Target’s CEO Gregg Steinhafel stepped down Monday after 35 years with the company, following a security breach last November in which hackers illegally accessed personal information from as many as 70 million customers.
In the wake of the breach, the retailer’s revenue slid 5 percent during the Christmas quarter, and Target has spent at least $61 million dealing with the hack, the LA Times reports.
According to a statement released by Target’s board early this week, Steinhafel’s decision to resign came after “extensive discussions” with the board.
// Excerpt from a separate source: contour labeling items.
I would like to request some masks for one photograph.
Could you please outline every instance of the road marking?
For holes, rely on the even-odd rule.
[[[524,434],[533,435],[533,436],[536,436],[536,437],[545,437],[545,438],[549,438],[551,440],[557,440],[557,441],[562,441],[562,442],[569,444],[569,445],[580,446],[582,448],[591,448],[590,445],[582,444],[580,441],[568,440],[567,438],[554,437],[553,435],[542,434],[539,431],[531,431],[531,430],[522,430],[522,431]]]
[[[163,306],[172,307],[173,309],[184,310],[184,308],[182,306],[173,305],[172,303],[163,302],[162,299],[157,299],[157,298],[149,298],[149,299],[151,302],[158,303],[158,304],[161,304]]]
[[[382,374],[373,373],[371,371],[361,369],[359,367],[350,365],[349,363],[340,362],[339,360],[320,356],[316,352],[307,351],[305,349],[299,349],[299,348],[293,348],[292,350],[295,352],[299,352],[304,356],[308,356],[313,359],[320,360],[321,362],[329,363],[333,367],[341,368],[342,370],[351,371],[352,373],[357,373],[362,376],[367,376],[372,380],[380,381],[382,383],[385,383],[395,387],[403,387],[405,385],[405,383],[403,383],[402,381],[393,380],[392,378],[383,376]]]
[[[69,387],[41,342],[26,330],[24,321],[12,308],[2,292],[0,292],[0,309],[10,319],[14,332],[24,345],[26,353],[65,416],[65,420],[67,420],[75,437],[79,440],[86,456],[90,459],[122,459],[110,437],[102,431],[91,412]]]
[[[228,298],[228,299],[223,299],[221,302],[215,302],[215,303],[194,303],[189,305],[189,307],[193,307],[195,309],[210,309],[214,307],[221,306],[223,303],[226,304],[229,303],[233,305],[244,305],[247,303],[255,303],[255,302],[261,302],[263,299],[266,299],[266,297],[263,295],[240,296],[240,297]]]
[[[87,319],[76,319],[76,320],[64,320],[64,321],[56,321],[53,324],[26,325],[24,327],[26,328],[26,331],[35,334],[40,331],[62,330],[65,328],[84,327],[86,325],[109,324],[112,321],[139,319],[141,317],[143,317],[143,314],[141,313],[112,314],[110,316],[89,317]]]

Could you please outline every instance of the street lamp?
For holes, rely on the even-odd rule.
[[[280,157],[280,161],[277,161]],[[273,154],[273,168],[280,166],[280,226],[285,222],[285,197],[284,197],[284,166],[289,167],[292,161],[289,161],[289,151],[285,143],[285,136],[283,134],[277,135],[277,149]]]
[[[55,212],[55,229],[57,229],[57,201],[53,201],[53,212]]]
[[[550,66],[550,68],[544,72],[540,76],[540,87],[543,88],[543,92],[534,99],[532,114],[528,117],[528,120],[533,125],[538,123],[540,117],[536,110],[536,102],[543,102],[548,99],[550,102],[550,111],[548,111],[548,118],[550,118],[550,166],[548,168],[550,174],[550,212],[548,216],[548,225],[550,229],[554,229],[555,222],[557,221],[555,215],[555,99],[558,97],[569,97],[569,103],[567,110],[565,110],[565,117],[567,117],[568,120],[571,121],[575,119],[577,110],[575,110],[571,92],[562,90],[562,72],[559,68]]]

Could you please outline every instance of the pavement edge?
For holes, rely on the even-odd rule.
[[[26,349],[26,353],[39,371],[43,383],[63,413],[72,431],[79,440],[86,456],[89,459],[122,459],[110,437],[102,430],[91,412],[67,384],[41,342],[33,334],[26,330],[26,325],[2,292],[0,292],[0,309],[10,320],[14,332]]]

Steinhafel “held himself personally accountable” for the breach, the board wrote.
“The board will continue to be actively engaged with the leadership team to drive Target’s future success and will manage the transition,” the statement continued.
As Target’s CEO resigns and its board directs the search for his successor, how much do you want to bet that it’s taking a different approach to IT? We’d wager, oh, about $61 million.
Attendees at one of IPR’s most recent Thought Leadership Roundtable forums drew the following lessons from the Target breach:
- In today’s environment, a company’s approach to IT must be proactive, not reactive.
- Company Boards are asking the wrong questions: They are asking, “Are we prepared for disaster?” when they should be asking, “Does our IT infrastructure position us for sustainable growth?”
- There’s still too great a gap between business goals and technology infrastructure.
- Most companies only notice technology when it fails.
We suspect that Steinhafel is probably nodding in agreement. Future Target CEO, take note.